The Vuong family was led by Vuong Chinh Duc. He ruled from 1865-1947 in an empire stretching as far as from the province’s Dong Van Plateau to Meo Vac Town. The massive production and cross-border trade of opium back then made him the richest and most powerful man in the area. And to protect his reign, that’s when he built the Vuong Palace. Covering an area of 1,120 square meters in Sa Phin Commune, Dong Van District, the mansion was designed with Chinese architecture and interior and surrounded by 700 century-old trees to keep it hidden and protected from enemies.
Vuong Palace took eight years to build. 200 skilled construction workers from China’s Yunnan province (bordering Vietnam) labored on the massive residence which became home to the king, his three wives and four sons. The palace cost 150,000 silver coins to make, or an equivalent of VND150 billion (US$7.5 million) today.
Vua Meo (the other name for Vuong Palace) looks very similar to royal residences in China during the Qing Dynasty three to four centuries ago with its stone, valuable wood, terracotta tiles and two-story structure. The living room has a horizontal lacquered board engraved with Chinese characters given by the king of the ruling Nguyen Dynasty then. Each 64 rooms of the palace is decorated with carvings of dragons, phoenixes and bats, symbols of strength, royalty and prosperity, respectively.
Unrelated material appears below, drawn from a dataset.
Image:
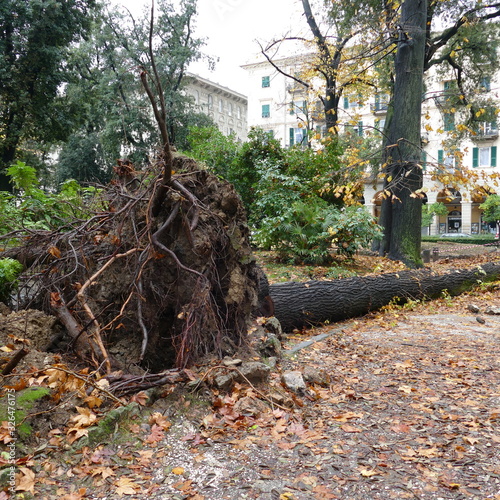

Vuong Palace is also notoriously dubbed the “Opium Palace” because the whole place is filled with stone or wood engraved with poppy flowers and fruit patterns. In fact, the underground cellar on the left side of the mansion was designed purposely for storing opium. Other cellars in the palace were used to store food and weapons. In the backyard of the palace is a half moon-shaped stone bathtub where Chinh Duc’s first wife bathed in goat’s milk. According to local legend, Vua Meo (King Chinh Duc) forced local officials to give him goat every month to get milk for his wife’s bath. Around the palace is a big garden wherein the royal family planted pears, peaches and different kinds of fruit trees.
When King Vuong Chinh Duc died in 1947, his second son Vuong Chi Sinh took over the reign of the empire and dedicated the rest of his life fighting the French. Today, surviving members of the Vuong family still live near the area, working as caretakers and tour guides of the historical Vuong Palace.
The stone palace backs onto the mountainous borders with China while viewing Sa Phin market, where local minority people, mostly H’Mong, trade agricultural products.